Dawkins and Humphrey, on the other hand, write as if science had already replaced religion: it’s just that we are too stupid to understand this. ‘Conversions from superstition to science have been and are everyday events. They have probably been part of our personal experience. Those who have been walking in darkness have seen a great light,’ said Humphrey in his Amnesty lecture. (Note, incidentally, the use of a religious metaphor to drive home an atheist point, a trope they find irresistable.) ‘By contrast conversions from science back to superstition are virtually unknown. It just does not happen that someone who has learnt and understood science and its methods and who is then offered a non-scientific alternative chooses to abandon science.’

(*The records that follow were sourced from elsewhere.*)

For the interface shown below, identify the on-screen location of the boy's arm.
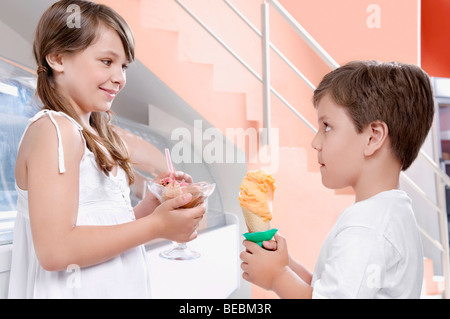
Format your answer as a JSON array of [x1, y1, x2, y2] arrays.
[[263, 239, 313, 285], [271, 266, 313, 299], [289, 257, 313, 285]]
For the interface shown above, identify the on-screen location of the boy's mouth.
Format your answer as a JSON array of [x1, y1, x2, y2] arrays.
[[318, 159, 325, 167]]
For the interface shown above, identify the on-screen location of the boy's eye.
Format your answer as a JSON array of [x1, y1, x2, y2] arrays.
[[323, 122, 331, 132], [122, 64, 129, 71], [102, 59, 112, 66]]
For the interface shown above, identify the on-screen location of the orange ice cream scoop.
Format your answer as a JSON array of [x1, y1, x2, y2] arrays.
[[238, 170, 276, 228]]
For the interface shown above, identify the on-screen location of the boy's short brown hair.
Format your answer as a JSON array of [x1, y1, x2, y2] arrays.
[[313, 60, 435, 171]]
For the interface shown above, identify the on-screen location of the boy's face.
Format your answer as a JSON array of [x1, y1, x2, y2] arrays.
[[311, 94, 367, 190]]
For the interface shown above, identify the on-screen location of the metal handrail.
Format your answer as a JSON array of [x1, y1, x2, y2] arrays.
[[174, 0, 448, 204], [174, 0, 317, 133], [265, 0, 449, 298], [174, 0, 262, 83], [401, 173, 445, 215], [419, 150, 450, 187], [222, 0, 316, 91], [174, 0, 450, 297], [267, 0, 450, 189], [267, 0, 339, 70], [176, 0, 450, 185]]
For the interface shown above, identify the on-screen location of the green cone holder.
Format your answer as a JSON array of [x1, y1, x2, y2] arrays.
[[242, 228, 278, 247]]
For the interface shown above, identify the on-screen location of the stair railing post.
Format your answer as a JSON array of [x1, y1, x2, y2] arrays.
[[261, 0, 271, 146]]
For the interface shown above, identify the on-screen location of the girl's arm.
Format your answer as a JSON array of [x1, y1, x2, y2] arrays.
[[113, 125, 190, 220], [24, 116, 204, 271], [113, 125, 167, 176]]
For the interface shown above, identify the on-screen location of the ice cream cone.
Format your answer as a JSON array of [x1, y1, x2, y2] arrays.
[[238, 169, 276, 233], [241, 207, 271, 233]]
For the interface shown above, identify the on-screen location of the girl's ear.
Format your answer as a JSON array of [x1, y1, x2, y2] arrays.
[[364, 120, 389, 157], [45, 53, 65, 73]]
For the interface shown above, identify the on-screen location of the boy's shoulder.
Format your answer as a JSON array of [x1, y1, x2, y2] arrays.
[[335, 190, 420, 253], [337, 190, 413, 232]]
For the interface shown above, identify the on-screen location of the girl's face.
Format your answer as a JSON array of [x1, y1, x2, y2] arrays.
[[311, 94, 367, 190], [55, 26, 129, 120]]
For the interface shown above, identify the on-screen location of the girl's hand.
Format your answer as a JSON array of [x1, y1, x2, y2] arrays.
[[148, 170, 193, 205], [135, 170, 193, 219], [156, 170, 193, 185], [150, 193, 206, 243], [240, 233, 289, 290]]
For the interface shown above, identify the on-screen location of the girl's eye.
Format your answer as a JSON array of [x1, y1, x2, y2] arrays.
[[323, 122, 331, 132], [102, 60, 112, 66], [122, 64, 129, 71]]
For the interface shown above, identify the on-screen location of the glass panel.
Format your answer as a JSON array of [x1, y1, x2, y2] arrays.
[[114, 116, 225, 229], [0, 56, 39, 245], [0, 55, 227, 246]]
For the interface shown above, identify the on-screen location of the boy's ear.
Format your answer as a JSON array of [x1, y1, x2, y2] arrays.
[[45, 53, 65, 73], [364, 120, 389, 157]]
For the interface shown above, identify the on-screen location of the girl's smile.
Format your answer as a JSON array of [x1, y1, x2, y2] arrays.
[[99, 87, 120, 100]]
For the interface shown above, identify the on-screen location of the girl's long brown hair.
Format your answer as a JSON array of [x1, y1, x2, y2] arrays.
[[33, 0, 135, 184]]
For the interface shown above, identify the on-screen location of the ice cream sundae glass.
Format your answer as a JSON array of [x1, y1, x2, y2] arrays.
[[148, 148, 215, 260], [148, 177, 215, 260]]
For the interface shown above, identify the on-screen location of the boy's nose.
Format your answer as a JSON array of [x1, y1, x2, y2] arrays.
[[311, 133, 321, 151]]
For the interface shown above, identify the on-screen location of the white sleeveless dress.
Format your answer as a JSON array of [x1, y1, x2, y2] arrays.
[[8, 110, 151, 298]]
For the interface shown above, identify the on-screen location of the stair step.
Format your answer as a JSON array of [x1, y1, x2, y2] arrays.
[[137, 0, 263, 124]]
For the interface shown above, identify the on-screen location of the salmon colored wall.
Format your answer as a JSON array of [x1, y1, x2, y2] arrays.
[[101, 0, 419, 299], [421, 0, 450, 78], [278, 0, 419, 65]]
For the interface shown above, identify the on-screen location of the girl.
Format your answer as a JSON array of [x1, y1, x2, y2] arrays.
[[8, 0, 205, 298]]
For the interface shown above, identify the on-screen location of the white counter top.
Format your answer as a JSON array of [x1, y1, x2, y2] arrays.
[[147, 223, 240, 298], [0, 213, 240, 299]]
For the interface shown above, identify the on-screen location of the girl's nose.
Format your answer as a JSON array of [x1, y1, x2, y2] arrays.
[[112, 66, 126, 88]]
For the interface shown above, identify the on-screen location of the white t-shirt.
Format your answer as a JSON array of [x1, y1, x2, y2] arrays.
[[311, 189, 424, 299]]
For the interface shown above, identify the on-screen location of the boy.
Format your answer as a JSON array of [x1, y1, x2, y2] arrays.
[[240, 61, 435, 298]]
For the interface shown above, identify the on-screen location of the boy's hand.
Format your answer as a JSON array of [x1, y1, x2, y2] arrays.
[[240, 233, 289, 290], [262, 238, 277, 251]]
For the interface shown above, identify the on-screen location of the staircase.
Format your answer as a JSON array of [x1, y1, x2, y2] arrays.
[[98, 0, 355, 298], [98, 0, 448, 298]]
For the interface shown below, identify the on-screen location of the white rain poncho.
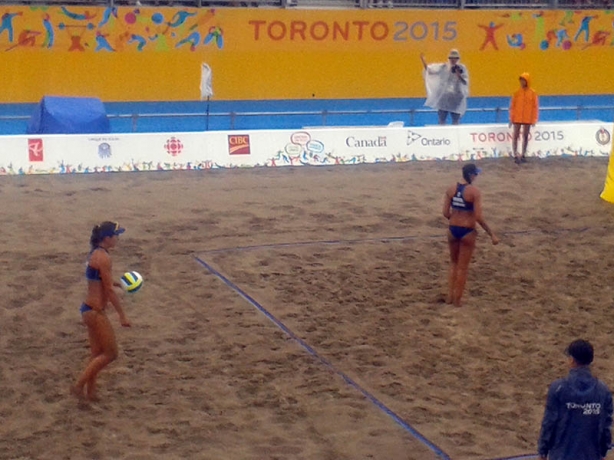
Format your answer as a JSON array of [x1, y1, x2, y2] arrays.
[[423, 63, 469, 116]]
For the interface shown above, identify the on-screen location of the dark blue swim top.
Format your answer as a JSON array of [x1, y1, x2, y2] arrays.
[[450, 183, 474, 211], [85, 247, 108, 281]]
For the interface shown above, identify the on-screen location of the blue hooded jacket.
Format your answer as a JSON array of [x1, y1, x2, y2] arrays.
[[538, 367, 613, 460]]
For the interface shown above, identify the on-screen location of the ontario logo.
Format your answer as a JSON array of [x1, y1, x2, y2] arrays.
[[406, 131, 422, 146], [28, 138, 44, 162], [164, 137, 184, 157], [228, 135, 251, 155], [596, 128, 611, 146]]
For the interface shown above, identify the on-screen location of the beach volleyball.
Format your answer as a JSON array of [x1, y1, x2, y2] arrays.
[[120, 271, 144, 293]]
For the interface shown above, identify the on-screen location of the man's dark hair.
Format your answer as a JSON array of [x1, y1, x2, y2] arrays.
[[566, 339, 594, 366]]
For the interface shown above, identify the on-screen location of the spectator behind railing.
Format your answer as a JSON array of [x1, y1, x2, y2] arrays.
[[420, 49, 470, 125]]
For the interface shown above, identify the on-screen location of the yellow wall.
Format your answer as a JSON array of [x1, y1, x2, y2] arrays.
[[0, 6, 612, 102]]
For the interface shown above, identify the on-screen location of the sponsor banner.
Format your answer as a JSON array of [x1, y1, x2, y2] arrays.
[[457, 122, 612, 159], [253, 127, 458, 165], [262, 128, 401, 166], [0, 137, 29, 174], [0, 122, 610, 175], [403, 127, 459, 160], [3, 133, 212, 174]]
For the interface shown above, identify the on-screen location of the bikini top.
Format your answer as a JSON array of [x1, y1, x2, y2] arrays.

But of course these conversions happen all the time. Every measure of popular belief over the last fifty years shows that unscience is growing in popularity by leaps and bounds. Astrology, ufology, and every imaginable form of New Age crap grows steadily more popular. So, too, does the number of organised Creationists in the US. The Internet, which is accessible only to people of a reasonable degree of education, pullulates with superstition. There is a strong and recognisable strain of scientifically educated fundamentalists in all religions. It looks as if a technical education predisposes people to take scriptures as literally as if they were instruction manuals. Scientifically educated fundamentalists may well suffer from intellectual dishonesty amounting to a sort of cognitive dissonance. But is their condition any worse than the one that Humphrey has talked himself into?
His problems cannot be attributed to stupidity. He is a very clever man. And yet a moment’s examination of the world shows that what he claims about the relative rationality of science and religion isn’t true and couldn’t be true: ‘Science doesn’t cajole; it doesn’t dictate; it lays out the factual and theoretical arguments as to why something is so—and invites us to assent to them, and to see it for ourselves. Hence, by the time someone has understood a scientific explanation they have in an important sense already chosen it as theirs. How different is the case of religious or superstitious explanation. Religion makes no pretence of engaging its devotees in any process of rational discovery or choice. If we dare ask why we should believe something the answer will be because it has been written in the Book, because this is our tradition, because it was good enough for Moses, because you’ll go to heaven that way. Or, as often as not, don’t ask.’
This is ludicrous. All religions pretend to rationality, and most of them attain it. They are constantly giving believers reasons to believe, and these reasons are constantly being rationally confirmed. What on earth does Humphrey suppose goes on in Catholic universities, Orthodox Jewish seminaries, or even in the Islamic academies at Q’om, if not rational argument? It may be based on premises he finds repugnant or false, but it is conducted with a high degree of sophistication and respect for the facts. It is precisely the long attempt to construct rationally defensible, coherent, and yet still flexible systems of thought which makes these religions so hard to change. The intellectual system of any given religion turns as slowly as a supertanker because, like a supertanker’s, its parts are closely and necessarily linked, which gives it tremendous size and momentum.